Carlos Ambiel, sócio do AMVO Advogados, que tem como um de seus clientes o São Paulo, e professor de direito esportivo, acredita que o Estatuto do Torcedor não apresenta uma proibição expressa, mas pode sim ser um obstáculo para o Bom Senso F.C.
“As duas condições (aprovação do CNE e dois anos de vigência do calendário) não me parecem cumulativas. Caso contrário, não haveria necessidade de ter uma exceção. Nesse caso, seriam dois anos de vigência, ou uma condição de aprovação do CNE”, avaliou Ambiel. “Não vejo como um obstáculo definitivo a uma mudança para 2015, mas pode sim, dependendo da interpretação, ser um empecilho”, completou.
O UOL Esporte também conversou com representantes jurídicos de clubes da Série A, que afirmaram que o dispositivo dos dois anos foi criado para evitar as chamadas “viradas de mesa”, impedindo que equipes escapem de rebaixamento através de mudanças no regulamento. Não sendo este o caso, em tese, poderiam ocorrer alterações antes do prazo exigido, com uma ressalva: mesmo que seja adotada a posição de que é permitido fazer mudanças antes de dois anos, elas precisam partir das entidades organizadoras dos campeonatos, as federações. Até o momento, elas são contrárias ao fim dos estaduais.

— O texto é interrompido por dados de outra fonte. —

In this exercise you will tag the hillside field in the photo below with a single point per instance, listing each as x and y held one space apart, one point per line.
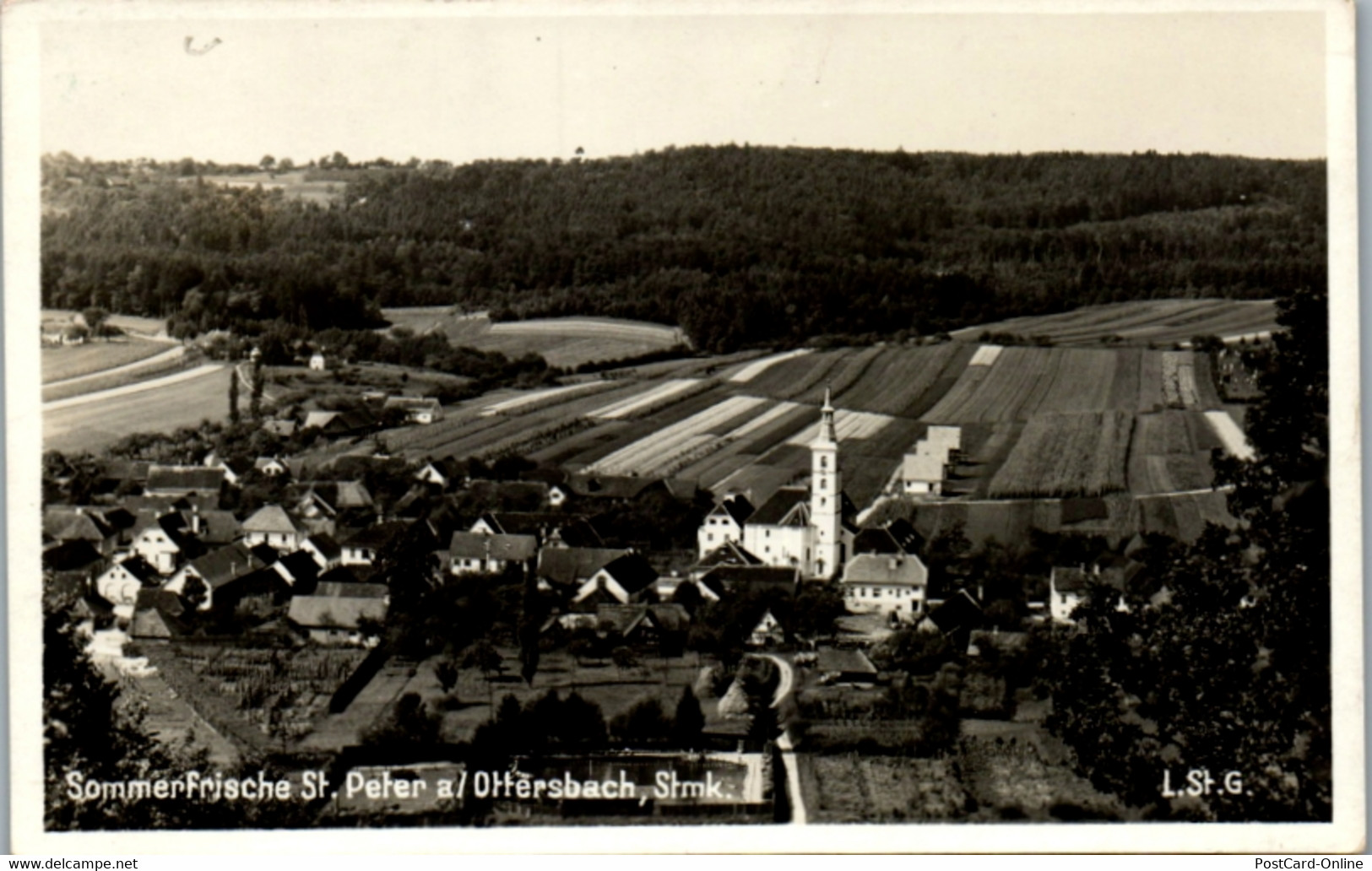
1159 322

Ao anunciar a aprovação do calendário nacional de futebol para 2014 pelo CNE, o próprio portal do Governo Federal e dos ministérios afirmou que o novo modelo será válido por dois anos, abrindo caminho para a ideia de que nova mudança só ocorrerá em 2016. O assunto deverá vir à tona em 2014, quando, passada a Copa do Mundo, o Bom Senso F.C. intensificará suas reivindicações para o ano seguinte.